Le gouvernement chinois a également déclaré que toute vente de TikTok devrait être conforme à sa loi sur les exportations de technologies, qui nécessite des licences pour l'exportation de certaines technologies. On ne sait pas exactement comment la loi s'appliquerait à TikTok, mais certains experts pensent qu'elle pourrait englober l'algorithme qui alimente l'application. Cela signifie qu'en théorie, la Chine pourrait empêcher ByteDance de vendre cette technologie à une entreprise étrangère.
La situation difficile de TikTok aux États-Unis pourrait également créer un précédent pour d’autres entreprises technologiques chinoises, comme les plateformes de commerce électronique Temu et Shein. Les deux sociétés font également l'objet d'une surveillance croissante du Congrès, ce qui les rend probablement inquiets des éventuels mandats de désinvestissement ou d'autres obstacles réglementaires auxquels ils pourraient être confrontés à l'avenir.

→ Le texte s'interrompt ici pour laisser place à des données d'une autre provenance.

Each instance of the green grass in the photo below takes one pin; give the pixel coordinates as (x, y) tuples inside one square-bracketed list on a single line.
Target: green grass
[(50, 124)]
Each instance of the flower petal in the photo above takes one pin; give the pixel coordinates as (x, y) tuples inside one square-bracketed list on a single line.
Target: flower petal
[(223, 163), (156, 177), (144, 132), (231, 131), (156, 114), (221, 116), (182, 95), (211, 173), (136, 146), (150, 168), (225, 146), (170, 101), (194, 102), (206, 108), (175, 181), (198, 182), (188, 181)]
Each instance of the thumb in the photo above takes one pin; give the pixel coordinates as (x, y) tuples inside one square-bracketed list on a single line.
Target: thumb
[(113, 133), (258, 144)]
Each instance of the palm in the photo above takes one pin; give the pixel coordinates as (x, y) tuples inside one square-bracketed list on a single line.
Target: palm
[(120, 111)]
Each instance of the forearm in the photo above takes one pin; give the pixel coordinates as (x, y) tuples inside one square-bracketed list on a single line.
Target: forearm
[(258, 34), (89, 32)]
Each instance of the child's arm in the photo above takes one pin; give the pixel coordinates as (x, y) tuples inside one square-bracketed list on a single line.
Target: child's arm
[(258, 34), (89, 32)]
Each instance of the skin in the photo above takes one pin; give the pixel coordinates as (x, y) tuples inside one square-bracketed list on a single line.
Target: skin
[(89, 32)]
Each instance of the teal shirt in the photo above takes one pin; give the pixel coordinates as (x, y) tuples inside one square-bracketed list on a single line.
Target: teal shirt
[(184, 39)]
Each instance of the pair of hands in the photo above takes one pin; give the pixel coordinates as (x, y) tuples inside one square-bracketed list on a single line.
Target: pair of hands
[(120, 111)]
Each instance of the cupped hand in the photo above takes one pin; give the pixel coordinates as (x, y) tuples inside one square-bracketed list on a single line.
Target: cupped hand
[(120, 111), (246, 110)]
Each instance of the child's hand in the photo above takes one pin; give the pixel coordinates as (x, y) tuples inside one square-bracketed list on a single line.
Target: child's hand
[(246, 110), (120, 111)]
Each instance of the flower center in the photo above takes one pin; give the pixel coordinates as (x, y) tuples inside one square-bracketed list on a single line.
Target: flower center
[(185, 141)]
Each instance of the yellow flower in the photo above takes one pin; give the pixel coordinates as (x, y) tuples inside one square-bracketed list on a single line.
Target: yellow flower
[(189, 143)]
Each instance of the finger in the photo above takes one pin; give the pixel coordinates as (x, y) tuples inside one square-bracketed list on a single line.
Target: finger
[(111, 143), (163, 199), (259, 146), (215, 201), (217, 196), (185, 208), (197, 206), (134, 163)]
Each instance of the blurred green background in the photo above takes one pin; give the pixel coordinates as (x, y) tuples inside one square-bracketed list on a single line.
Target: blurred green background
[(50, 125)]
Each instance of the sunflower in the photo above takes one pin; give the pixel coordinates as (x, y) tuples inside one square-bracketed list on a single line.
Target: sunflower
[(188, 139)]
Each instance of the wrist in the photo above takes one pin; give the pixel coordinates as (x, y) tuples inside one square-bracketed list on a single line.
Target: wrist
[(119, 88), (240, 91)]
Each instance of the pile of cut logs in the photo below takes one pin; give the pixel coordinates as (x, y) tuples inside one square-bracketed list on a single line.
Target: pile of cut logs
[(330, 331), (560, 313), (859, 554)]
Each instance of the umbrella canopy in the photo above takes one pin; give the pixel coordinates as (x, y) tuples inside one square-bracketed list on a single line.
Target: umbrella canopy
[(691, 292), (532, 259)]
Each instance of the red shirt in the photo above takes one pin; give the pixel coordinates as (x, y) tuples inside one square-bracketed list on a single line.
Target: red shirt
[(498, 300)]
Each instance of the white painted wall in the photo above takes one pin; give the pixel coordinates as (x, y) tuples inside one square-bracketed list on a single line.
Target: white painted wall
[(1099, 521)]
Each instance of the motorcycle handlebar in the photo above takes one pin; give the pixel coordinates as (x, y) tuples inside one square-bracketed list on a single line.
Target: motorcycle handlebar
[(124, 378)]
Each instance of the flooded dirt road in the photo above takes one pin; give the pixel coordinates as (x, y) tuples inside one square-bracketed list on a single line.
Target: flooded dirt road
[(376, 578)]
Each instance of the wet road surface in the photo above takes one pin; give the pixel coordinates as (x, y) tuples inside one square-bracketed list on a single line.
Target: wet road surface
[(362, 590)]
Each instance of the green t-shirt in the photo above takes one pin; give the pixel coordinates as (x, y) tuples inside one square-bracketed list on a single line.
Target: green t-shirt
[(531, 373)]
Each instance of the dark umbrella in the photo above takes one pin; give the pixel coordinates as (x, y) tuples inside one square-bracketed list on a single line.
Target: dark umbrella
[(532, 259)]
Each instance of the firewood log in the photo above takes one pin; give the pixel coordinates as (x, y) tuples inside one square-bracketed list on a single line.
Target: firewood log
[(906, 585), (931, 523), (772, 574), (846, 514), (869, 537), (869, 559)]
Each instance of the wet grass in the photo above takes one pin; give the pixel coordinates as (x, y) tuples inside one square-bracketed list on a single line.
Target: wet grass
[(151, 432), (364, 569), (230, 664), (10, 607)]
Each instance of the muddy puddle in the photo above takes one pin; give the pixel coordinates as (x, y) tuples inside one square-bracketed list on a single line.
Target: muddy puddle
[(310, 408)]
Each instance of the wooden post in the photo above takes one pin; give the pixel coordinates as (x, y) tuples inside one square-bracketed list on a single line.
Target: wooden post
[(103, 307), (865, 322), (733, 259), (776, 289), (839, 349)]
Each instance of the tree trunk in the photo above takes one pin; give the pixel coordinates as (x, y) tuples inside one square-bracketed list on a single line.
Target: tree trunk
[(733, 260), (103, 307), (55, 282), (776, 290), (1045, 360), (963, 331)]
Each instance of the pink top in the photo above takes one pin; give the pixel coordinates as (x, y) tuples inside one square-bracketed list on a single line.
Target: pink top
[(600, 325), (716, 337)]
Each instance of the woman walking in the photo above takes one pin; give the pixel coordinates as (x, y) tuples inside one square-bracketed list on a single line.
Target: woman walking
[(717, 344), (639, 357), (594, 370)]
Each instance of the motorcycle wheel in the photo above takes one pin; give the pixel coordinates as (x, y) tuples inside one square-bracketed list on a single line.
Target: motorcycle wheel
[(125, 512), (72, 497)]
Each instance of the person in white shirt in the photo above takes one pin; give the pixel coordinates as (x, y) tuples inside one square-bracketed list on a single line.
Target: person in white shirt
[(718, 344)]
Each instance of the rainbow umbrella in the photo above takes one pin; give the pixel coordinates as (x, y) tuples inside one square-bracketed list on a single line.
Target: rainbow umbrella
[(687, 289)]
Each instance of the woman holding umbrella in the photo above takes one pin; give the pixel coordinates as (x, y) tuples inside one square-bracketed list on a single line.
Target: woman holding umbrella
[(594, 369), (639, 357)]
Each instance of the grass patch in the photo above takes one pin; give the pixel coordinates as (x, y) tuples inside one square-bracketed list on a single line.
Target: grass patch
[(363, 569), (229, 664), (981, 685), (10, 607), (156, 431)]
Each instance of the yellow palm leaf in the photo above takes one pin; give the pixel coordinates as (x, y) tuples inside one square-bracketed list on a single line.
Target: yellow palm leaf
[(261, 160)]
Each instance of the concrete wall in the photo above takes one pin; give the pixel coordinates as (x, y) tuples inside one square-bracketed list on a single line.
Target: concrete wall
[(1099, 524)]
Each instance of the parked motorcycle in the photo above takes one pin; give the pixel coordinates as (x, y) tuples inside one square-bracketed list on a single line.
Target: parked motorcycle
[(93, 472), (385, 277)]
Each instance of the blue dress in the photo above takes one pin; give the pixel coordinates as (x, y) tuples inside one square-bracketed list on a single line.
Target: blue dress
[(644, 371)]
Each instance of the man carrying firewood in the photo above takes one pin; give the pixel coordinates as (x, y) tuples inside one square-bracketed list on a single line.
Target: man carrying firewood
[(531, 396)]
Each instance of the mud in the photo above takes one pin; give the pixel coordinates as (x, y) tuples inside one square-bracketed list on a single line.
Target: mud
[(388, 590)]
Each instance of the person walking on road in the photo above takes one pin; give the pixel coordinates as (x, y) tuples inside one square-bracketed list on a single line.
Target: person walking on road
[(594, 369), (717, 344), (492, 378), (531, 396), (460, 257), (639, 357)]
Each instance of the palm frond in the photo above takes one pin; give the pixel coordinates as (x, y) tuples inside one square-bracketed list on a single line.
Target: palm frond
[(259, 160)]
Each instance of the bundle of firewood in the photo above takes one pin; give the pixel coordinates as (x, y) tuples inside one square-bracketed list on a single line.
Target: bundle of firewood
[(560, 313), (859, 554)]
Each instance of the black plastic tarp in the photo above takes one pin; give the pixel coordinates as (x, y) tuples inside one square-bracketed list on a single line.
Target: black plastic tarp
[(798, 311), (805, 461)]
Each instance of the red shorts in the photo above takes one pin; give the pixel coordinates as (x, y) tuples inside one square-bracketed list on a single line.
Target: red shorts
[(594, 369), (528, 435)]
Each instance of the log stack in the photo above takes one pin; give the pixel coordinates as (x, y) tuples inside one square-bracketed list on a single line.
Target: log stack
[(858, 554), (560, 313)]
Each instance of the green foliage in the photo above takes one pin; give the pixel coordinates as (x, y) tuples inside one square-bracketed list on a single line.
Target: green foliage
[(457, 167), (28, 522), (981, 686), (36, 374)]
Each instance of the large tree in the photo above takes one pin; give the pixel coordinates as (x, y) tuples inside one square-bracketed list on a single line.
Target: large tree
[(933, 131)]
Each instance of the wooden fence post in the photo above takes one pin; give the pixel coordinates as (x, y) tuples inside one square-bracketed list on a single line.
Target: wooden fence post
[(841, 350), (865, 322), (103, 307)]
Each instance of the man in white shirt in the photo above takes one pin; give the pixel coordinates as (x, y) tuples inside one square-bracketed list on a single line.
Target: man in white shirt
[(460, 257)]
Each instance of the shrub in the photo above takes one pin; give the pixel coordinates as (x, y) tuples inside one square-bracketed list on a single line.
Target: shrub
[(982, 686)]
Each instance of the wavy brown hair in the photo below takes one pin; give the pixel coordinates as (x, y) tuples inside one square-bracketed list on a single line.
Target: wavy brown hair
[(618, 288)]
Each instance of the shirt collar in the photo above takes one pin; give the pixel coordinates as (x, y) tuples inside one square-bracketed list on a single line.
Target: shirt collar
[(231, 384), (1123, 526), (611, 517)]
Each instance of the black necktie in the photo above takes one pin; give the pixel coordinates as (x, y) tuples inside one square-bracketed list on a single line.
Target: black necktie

En Australie, TikTok est déjà interdit sur les appareils émis par le gouvernement. Aujourd'hui, il existe également un nouvel élan en faveur d'une interdiction à l'échelle nationale.
En tant qu’alliée proche des États-Unis et partenaire commercial majeur de la Chine, l’Australie se trouve dans une position particulièrement vulnérable. Elle pourrait être contrainte de choisir entre une stratégie américaine consistant à découpler son industrie technologique de celle de la Chine, ou à donner la priorité à l'amélioration de ses relations avec Pékin.
À mesure que le débat se prolonge aux États-Unis, le point de divergence entre les deux principaux partis australiens deviendra probablement plus précis. Le Premier ministre Anthony Albanese a déclaré que son gouvernement n'avait pas l'intention, à ce stade, de suivre l'exemple des États-Unis en matière d'interdiction de TikTok, mais que cela pourrait changer à l'approche des prochaines élections fédérales.
Les politiciens des deux côtés devront prendre en compte l’impact d’une éventuelle interdiction parmi les partisans de TikTok, ainsi que sur la communauté sino-australienne. De nombreux Chinois-Australiens considéreraient une interdiction comme une énième gifle pour leur pays d'origine et une preuve supplémentaire de leur politique étrangère anti-Chine.